We all face problems, stressors and anxieties in our everyday lives.
This is a fundamental part of the human condition.
There is no escaping this basic truth. Indeed, challenges help us to grow. The normal process is to perceive a problem and then bring our emotional and thinking abilities into play in order to solve the problem. We can draw on our own legacy of experiences, and we can find support from our life partners, friends, the community, society’s body of knowledge, and spiritual sources. Faced with a problem, we experience some anxiety – and this uncomfortable feeling motivates us to solve the problem in order to find our balance again. In the process, we become more flexible and more adept at dealing with problems in the future. As we mature, we discover that problems are not insurmountable – and we get better at problem-solving. Consider, however, the addictive way of dealing with problems.

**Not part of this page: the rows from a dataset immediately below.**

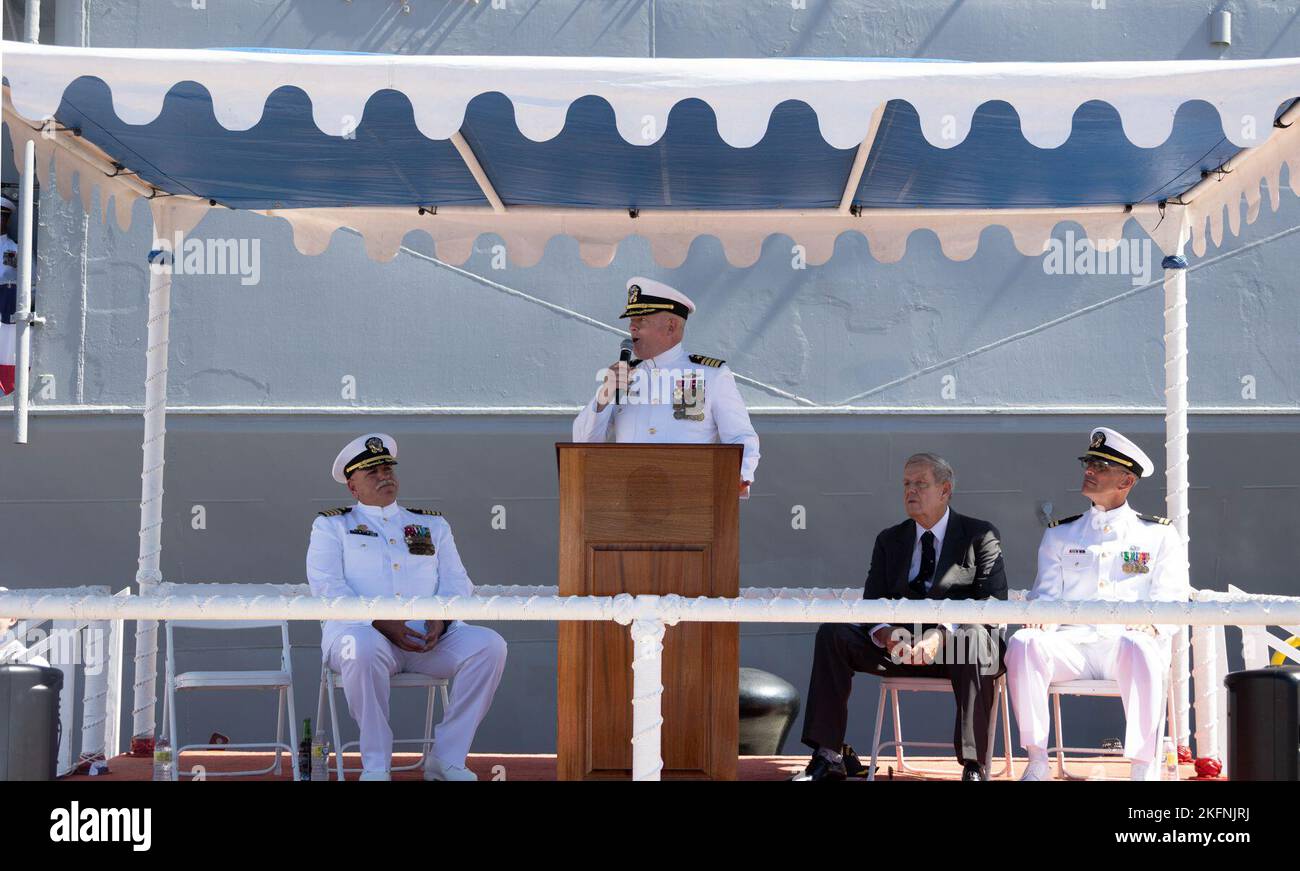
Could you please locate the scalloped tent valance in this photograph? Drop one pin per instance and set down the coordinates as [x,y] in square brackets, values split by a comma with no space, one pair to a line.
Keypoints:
[668,150]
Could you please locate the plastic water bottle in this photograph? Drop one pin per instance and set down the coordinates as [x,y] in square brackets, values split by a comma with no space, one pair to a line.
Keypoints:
[304,752]
[1170,759]
[163,762]
[320,755]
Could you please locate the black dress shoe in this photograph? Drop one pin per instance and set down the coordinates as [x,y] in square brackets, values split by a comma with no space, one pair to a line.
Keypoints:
[822,768]
[853,766]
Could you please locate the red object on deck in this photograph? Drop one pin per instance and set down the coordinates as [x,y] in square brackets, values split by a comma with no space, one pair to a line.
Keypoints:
[1208,767]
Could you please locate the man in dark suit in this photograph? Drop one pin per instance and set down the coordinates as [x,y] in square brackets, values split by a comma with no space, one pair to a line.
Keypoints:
[936,554]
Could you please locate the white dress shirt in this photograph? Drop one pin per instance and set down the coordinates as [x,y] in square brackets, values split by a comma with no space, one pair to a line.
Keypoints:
[343,560]
[1114,557]
[940,529]
[646,414]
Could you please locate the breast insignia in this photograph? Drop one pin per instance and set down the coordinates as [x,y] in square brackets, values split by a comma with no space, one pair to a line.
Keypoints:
[700,359]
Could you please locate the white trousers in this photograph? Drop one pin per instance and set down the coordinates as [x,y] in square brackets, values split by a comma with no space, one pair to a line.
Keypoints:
[472,658]
[1136,661]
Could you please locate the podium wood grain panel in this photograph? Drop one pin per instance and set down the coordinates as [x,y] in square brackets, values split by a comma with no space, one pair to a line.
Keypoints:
[649,520]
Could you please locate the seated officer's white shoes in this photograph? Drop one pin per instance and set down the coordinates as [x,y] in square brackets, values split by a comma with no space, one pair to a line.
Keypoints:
[436,768]
[1038,770]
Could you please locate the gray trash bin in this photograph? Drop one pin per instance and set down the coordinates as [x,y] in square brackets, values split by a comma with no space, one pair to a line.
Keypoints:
[29,722]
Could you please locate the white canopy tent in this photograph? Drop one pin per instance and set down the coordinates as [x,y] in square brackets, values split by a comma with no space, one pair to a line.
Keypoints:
[667,150]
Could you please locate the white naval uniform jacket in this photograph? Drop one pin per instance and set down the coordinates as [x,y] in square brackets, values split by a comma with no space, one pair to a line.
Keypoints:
[343,560]
[1084,558]
[648,411]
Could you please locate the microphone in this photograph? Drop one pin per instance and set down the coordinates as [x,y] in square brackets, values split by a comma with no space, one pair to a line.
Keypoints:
[624,356]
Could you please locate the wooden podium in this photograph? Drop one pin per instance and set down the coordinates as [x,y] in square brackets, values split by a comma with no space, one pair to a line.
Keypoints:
[649,519]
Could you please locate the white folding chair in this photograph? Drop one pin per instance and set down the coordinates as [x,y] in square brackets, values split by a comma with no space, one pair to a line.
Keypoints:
[891,687]
[1100,689]
[281,681]
[330,681]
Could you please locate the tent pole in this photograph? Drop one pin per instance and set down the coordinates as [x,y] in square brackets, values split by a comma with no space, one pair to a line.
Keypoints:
[148,573]
[1175,449]
[22,317]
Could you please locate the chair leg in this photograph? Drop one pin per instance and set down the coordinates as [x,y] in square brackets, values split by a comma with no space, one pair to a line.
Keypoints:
[897,713]
[1056,716]
[333,724]
[875,741]
[176,744]
[293,733]
[280,728]
[427,749]
[1006,729]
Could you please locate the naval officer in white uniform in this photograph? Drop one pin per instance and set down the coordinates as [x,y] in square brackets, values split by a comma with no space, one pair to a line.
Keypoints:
[664,394]
[1109,553]
[377,547]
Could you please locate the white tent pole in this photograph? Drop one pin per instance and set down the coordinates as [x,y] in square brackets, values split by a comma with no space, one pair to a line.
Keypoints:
[22,317]
[467,154]
[859,160]
[151,476]
[1175,446]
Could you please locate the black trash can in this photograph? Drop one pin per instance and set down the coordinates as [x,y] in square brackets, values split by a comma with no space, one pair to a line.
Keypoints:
[29,722]
[1264,723]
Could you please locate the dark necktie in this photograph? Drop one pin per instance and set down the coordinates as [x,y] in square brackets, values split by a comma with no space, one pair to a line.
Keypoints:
[927,563]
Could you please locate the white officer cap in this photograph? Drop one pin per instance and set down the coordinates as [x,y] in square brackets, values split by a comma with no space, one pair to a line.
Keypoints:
[649,297]
[363,453]
[1108,445]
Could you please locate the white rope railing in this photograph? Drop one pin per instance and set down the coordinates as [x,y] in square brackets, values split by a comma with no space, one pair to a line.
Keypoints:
[648,618]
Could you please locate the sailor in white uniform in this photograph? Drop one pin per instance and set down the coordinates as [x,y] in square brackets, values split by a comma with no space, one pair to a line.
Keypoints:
[377,547]
[1116,554]
[12,649]
[663,394]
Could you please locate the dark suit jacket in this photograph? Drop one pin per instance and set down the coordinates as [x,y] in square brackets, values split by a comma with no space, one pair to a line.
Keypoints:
[969,566]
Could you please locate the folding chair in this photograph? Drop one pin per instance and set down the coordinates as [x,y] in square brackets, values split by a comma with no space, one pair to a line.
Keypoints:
[1100,689]
[891,687]
[281,681]
[330,681]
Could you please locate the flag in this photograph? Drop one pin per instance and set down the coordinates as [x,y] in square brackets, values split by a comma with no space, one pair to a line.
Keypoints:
[8,337]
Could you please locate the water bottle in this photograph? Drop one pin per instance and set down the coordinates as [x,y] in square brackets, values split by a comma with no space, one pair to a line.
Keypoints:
[1170,759]
[320,757]
[163,762]
[304,752]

The addict, too, faces life’s challenges. Rather than easing the anxieties associated with a problem by drawing on a diversity of healthy resources for a solution, the addict knows that ultimately there is always the alcohol, the drug, the food, the gambling, the sexual outlet, the work, any addictive substance or activity which will ease the anxiety. Thus, the problems are never solved in the real world, and the addict instead develops the illusion that the problem has been solved. The pain is gone and there is no perceived need to work on solving the real problems. Unfortunately, it is the children, the partner, the family and friends of the addict who must suffer. Their needs for comfort, nurturance and safety are compromised, since the addict’s primary relationship is not with them, but with the addictive substance. Instead of finding true meaning in life, the addict pursues an illusory and primitive quest for the feeling of pleasure and power over life’s challenges – and it is those who truly matter in the addict’s life who suffer greatly.